There are moments of hedonism, like when Roc Marciano reads from black market books on “Young Blood” to teach the value of mastering a drug deal. “Death of Unemployed Actors” finds Zilla indulging a cold plate of payback like it was soft-serve ice cream. “You wouldn’t ask a vulture to look past a carcass / every friend betrays me sooner or later, and every enemy becomes a friend or a lover.” While welcomed, the hard-boiled testimonies are fortunately tempered by introspective revelations, making the record’s poignant final third Zilla’s opportunity to write his wrongs. The concessions within “Stainless Wisdom” expose the narrator at his most battered and broken-down: “You are your circle, so I was guilty too / Immature with a smug-ass view, the leader of a punk-ass crew.”
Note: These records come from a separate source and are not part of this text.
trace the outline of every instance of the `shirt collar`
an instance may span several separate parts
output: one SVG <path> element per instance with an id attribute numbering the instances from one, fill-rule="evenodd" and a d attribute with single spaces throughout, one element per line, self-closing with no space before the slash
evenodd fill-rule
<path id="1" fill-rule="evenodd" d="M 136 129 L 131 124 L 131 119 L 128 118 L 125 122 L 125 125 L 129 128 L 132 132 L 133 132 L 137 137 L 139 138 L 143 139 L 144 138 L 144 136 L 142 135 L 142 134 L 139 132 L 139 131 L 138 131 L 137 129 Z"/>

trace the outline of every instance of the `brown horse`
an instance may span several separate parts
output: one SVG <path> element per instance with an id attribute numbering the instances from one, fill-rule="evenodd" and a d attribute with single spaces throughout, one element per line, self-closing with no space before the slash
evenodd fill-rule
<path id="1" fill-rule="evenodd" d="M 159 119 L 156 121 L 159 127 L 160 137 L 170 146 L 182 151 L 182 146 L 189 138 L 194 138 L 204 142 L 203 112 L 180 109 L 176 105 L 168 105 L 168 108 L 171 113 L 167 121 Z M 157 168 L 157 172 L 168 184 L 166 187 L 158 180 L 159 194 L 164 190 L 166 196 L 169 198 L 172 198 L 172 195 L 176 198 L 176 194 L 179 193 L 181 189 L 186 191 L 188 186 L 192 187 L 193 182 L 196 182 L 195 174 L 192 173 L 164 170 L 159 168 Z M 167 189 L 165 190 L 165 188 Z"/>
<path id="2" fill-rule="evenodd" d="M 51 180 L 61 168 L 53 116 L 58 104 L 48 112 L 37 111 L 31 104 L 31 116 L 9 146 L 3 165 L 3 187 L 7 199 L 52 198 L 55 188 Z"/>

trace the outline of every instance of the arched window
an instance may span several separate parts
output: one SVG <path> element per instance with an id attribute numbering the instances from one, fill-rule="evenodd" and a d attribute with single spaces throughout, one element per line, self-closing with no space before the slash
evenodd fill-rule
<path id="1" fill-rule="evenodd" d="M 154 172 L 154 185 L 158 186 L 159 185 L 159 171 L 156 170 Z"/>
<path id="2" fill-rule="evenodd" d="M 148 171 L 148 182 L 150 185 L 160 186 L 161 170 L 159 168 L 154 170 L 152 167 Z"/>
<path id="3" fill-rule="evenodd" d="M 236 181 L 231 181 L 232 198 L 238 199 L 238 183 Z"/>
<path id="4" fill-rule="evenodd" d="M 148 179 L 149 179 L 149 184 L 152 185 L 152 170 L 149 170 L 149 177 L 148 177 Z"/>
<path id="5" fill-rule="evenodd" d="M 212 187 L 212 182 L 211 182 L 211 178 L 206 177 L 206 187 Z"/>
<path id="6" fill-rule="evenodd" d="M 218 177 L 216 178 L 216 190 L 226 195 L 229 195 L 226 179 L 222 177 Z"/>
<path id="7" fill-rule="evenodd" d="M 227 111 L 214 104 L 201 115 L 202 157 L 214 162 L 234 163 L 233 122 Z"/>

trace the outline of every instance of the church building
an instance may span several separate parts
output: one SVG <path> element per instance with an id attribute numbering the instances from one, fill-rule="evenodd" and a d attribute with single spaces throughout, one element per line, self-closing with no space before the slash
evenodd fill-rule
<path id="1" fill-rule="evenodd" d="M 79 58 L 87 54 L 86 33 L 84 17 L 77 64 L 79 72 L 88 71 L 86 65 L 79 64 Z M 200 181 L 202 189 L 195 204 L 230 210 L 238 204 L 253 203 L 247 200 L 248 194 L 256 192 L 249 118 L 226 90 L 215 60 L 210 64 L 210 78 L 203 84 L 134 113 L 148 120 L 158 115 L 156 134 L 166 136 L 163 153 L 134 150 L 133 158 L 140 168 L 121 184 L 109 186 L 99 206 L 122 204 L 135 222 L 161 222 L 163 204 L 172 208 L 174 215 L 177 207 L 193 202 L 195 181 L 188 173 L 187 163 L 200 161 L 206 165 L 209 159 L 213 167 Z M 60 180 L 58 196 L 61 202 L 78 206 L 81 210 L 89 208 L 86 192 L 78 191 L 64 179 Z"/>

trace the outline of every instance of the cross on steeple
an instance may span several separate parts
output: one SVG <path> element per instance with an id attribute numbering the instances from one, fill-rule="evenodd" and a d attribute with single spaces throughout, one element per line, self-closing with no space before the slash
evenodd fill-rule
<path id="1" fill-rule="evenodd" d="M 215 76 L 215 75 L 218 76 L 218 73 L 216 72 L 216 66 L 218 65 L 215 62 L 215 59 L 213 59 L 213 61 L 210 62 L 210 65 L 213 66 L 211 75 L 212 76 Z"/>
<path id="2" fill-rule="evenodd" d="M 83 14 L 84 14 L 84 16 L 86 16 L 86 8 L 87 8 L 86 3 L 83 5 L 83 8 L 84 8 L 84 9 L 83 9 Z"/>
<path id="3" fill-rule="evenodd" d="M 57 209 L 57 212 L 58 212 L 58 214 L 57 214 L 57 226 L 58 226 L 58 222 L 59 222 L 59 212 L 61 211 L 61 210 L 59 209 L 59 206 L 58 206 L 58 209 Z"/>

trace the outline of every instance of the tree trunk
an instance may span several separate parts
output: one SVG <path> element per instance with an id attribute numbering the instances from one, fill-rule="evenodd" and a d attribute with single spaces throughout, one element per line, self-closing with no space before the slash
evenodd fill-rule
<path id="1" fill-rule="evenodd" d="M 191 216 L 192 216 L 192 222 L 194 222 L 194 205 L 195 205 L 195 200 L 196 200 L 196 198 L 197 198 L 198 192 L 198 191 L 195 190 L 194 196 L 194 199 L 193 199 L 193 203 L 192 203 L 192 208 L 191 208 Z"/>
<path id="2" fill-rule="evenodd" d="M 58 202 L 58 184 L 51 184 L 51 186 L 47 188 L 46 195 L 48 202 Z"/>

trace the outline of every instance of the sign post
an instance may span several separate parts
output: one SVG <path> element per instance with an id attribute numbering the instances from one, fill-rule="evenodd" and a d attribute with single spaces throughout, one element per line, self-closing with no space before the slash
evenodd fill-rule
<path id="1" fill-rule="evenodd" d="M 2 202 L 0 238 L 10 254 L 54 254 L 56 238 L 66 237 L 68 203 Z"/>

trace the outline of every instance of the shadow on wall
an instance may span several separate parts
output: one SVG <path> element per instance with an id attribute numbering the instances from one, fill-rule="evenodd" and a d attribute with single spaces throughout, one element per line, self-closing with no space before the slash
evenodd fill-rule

The final song, “Human Dominos,” sees the virtues initially dismissed as weaknesses on the first song. Using the ripple effect of dominos as a metaphor for the perils of falling in line, it explores the joy of being an individual and not following the herd, and the stings of doing the opposite. The first part of Open Mike Eagle’s chorus, “Don’t fall apart cause I’ve got no heart / got no one to make me cry,” warns of the result of not being able to count on yourself when everyone’s got your number.

To evade the fate of the human domino is the culmination of the new Shadowboxer code, and the end of the duo’s chapter. Notice the term “chapter” and not “story,” because No Vacation For Murder hardly feels like a conclusion. The youthful duo that spawned the LP will grow older and wiser. Their children shall be born and middle-age qualms eventually beckon. It’s easy to resist change, and it’s difficult to go along with it. But so long as one of the finest rap records of the year illustrates that there’s no vacation for murder, then there’s no vacation for death. Cherish every transition of life, as you can only fight for them when you’re alive.